As reported by The San Jose Mercury News, the Santa Clara Valley Water District board last night approved a $17.5 million project that will deepen the use of recycled water in the parched South Bay “and make Apple’s futuristic new campus a little bit greener.”
Apple’s futuristic campus is reportedly planning to pump more reclaimed water in Sunnyvale and “introduce the repurposed H²O to neighboring Cupertino”. The board has now approved a budget and authorized agreements for the project, which involves laying a 13,300 feet pipeline to supply recycled water to both Cupertino and Apple’s Campus 2.
The upcoming pipeline will have the capacity to pump up to ten million gallons per day, which is a quarter of the recycled water expected to flow through the South Bay, with the exception of cities like Gilroy and Morgan Hill.
A booster pump station will be built as well to increase the water pressure for sites at the end of the line. Due to iSpaceship’s immense size, three percent of the pipeline’s capacity will be devoted to Apple, which works out to about 157,000 gallons of recycled water.
In addition to partly funding the initiative itself, Apple is collaborating with the water district, the city of Sunnyvale and the California Water Service Company on supplying recycled water to iSpaceship, which is currently projected to go online some time in 2016.

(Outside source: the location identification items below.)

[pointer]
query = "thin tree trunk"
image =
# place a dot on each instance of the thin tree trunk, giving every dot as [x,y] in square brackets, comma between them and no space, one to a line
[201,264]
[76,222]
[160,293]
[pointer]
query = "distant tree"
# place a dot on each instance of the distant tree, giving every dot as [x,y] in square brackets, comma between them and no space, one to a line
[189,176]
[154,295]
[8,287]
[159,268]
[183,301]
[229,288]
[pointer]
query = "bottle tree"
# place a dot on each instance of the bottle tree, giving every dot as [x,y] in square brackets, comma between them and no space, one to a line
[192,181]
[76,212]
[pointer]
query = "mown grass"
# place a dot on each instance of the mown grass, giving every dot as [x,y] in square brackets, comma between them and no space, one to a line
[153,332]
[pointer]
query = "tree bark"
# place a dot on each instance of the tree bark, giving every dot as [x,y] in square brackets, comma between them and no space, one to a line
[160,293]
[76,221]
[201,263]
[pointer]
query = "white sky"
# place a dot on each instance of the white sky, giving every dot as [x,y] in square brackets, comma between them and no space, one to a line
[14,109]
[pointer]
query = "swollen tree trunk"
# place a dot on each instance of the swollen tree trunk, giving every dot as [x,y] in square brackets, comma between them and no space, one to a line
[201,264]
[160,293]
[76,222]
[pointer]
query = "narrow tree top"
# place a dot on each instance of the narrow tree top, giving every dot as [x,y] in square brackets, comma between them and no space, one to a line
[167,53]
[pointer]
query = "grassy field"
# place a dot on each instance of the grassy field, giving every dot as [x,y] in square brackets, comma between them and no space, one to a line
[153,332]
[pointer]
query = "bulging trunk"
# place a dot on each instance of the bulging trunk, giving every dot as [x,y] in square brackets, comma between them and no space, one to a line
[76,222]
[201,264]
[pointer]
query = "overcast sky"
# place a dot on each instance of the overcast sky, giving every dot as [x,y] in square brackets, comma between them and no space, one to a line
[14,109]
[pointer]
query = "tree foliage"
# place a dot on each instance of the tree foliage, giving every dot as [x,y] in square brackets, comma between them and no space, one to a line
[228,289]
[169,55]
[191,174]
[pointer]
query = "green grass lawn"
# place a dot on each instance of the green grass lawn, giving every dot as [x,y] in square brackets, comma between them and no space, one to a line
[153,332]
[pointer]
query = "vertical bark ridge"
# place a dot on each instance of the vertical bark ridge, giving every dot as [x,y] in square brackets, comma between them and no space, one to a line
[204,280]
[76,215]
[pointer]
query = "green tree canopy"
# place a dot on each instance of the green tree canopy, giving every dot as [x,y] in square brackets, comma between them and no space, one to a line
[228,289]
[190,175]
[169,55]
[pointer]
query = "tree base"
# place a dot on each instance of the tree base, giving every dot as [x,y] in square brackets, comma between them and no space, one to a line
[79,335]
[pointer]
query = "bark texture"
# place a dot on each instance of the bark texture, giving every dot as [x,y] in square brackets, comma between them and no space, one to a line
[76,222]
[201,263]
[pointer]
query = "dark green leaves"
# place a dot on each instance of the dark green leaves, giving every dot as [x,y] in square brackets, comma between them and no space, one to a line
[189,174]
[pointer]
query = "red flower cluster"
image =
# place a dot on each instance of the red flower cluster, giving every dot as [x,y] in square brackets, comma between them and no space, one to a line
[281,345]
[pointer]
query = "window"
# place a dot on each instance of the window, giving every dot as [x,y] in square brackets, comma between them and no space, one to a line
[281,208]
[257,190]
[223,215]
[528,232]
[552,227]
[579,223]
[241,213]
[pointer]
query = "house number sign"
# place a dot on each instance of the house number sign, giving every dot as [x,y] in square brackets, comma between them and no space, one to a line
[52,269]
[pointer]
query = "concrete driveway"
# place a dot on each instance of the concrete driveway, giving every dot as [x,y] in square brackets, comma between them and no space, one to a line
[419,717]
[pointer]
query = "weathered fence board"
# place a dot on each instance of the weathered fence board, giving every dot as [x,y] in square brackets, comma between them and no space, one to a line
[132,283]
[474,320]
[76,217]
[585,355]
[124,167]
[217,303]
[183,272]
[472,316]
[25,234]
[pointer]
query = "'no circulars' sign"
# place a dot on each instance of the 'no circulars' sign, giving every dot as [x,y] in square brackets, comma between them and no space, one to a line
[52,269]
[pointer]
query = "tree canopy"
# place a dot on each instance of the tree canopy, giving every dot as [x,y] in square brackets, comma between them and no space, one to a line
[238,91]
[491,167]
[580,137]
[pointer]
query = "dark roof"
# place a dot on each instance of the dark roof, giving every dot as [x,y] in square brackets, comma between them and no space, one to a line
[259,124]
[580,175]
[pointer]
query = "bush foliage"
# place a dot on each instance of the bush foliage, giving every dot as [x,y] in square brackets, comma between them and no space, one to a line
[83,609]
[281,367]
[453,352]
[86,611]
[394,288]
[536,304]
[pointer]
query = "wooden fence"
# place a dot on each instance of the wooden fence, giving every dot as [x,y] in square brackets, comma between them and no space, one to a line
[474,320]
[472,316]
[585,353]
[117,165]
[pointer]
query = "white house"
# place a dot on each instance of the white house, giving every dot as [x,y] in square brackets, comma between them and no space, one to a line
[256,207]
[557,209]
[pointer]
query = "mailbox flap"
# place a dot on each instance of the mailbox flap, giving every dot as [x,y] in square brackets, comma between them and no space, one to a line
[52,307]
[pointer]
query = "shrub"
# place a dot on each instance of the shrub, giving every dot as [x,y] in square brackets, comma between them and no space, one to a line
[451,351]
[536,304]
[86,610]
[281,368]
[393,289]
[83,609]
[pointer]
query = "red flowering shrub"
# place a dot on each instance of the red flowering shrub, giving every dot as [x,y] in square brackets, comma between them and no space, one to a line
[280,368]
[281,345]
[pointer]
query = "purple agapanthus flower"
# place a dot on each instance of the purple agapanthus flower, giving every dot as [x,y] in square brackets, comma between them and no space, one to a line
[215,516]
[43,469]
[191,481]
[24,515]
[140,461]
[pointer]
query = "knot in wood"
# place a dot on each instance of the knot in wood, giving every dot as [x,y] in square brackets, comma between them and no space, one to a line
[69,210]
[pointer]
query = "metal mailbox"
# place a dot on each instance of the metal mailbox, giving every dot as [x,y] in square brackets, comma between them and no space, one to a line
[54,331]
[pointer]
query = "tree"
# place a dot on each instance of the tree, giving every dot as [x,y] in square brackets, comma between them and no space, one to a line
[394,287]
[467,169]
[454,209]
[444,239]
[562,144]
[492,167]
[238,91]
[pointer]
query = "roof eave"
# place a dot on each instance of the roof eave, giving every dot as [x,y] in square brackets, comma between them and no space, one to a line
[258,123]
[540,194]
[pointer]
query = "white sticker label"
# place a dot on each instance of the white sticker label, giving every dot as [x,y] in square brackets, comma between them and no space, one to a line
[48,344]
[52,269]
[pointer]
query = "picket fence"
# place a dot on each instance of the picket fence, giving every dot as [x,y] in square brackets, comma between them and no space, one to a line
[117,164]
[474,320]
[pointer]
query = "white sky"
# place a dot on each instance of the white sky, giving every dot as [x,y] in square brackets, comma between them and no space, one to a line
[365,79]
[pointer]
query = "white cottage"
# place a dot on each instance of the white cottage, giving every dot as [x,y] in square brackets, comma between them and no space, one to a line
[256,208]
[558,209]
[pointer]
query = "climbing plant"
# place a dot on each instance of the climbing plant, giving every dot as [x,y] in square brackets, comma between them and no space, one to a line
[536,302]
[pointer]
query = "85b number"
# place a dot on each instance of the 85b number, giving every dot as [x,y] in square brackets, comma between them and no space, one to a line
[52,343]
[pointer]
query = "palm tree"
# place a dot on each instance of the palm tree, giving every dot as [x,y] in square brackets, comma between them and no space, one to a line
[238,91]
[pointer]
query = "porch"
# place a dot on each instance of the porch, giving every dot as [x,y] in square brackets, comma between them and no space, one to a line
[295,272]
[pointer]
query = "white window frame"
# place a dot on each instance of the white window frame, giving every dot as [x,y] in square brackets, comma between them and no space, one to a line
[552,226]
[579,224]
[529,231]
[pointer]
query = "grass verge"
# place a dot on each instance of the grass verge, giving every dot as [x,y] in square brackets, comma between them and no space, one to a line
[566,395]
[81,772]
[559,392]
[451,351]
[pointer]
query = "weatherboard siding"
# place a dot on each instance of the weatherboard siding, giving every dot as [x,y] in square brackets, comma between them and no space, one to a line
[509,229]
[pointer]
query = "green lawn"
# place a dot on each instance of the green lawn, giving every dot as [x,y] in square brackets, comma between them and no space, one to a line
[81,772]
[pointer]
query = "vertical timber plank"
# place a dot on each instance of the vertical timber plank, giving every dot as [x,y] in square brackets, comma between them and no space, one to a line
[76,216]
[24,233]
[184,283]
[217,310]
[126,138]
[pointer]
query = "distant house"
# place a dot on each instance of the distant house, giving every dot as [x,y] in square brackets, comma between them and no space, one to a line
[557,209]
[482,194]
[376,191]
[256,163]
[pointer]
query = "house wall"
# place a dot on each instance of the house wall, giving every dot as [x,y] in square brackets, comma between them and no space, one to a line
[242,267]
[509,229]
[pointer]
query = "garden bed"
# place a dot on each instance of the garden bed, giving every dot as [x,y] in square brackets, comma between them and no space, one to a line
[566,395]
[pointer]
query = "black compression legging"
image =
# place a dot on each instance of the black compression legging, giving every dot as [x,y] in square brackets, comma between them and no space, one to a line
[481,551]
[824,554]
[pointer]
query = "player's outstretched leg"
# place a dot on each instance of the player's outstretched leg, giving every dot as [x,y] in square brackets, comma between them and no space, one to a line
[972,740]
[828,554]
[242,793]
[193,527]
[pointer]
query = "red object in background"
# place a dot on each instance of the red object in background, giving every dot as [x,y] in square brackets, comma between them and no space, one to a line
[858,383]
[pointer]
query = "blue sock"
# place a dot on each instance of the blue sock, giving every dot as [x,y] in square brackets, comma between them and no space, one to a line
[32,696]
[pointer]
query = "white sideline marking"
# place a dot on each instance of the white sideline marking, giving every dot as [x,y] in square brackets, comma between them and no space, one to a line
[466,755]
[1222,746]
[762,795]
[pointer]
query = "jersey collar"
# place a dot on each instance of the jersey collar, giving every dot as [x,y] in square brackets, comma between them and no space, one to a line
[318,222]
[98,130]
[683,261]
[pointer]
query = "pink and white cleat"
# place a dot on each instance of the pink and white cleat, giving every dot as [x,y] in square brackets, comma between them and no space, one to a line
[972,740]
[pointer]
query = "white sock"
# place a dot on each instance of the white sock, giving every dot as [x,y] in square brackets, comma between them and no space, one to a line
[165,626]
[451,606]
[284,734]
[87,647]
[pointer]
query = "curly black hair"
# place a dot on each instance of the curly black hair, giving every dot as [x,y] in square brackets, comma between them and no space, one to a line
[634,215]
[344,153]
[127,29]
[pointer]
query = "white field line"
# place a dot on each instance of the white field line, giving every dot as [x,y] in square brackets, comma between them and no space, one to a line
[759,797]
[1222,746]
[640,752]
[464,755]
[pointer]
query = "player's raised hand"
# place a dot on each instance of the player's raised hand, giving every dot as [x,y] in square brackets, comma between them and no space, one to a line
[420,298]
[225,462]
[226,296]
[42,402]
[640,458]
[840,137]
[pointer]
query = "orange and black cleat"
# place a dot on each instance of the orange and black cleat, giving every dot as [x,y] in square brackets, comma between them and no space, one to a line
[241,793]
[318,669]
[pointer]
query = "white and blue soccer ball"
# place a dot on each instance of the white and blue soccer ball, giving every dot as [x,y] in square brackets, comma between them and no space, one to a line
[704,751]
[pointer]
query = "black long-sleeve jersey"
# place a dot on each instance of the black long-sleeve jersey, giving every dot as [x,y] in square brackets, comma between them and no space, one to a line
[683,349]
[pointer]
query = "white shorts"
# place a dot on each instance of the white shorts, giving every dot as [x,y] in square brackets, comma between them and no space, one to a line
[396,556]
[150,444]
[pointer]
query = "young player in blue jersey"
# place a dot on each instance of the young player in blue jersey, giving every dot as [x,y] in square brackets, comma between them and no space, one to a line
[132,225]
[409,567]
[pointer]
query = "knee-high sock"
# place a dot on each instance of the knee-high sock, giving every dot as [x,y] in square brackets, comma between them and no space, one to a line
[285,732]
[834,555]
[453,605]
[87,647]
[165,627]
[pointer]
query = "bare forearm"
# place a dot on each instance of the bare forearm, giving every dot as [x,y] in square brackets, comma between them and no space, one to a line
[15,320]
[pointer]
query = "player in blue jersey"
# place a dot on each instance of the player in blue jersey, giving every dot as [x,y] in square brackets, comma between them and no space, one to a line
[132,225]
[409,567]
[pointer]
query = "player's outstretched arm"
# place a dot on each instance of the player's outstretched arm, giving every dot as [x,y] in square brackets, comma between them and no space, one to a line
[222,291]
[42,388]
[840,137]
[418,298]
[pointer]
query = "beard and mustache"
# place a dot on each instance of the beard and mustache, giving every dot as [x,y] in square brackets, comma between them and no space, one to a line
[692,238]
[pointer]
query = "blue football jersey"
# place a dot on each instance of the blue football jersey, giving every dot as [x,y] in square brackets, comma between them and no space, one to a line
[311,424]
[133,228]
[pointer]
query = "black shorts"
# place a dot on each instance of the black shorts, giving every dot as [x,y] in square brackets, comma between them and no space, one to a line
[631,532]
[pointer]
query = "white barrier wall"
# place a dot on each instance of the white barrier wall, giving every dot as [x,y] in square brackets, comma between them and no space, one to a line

“Apple is essentially creating a new water supply for the city,” said Frank Loge, a professor of civil and environmental engineering at UC Davis. “Now that water is available to the city to repurpose in some other way.”
Here’s the latest aerial photograph of the iSpaceship site provided by Apple and shared on the City of Cupertino’s webpage tracking updates on the project.
Specifically, Apple will allocate $4.8 million of its own money to the project, with the rest of the more than $17 million investment provided by the city of Sunnyvale, the California Water Service Company, the Department of Water Resources and the water district.
The iPhone maker has “catalyzed” talks among the involved parties, “making plain” its desire to use recycled water on its new campus, as per Katherine Oven, deputy operating officer of the water district.
“Apple drove this project,” she said. “It really is a true partnership of both public and private agencies.”
Use of recycled water in corporate facilities is apparently becoming the norm for the Cupertino firm. A report this morning has cast light on Apple’s sizable research and development center being approved in Yokohama, Japan.
According to local media reports, that facility too will use recycled water.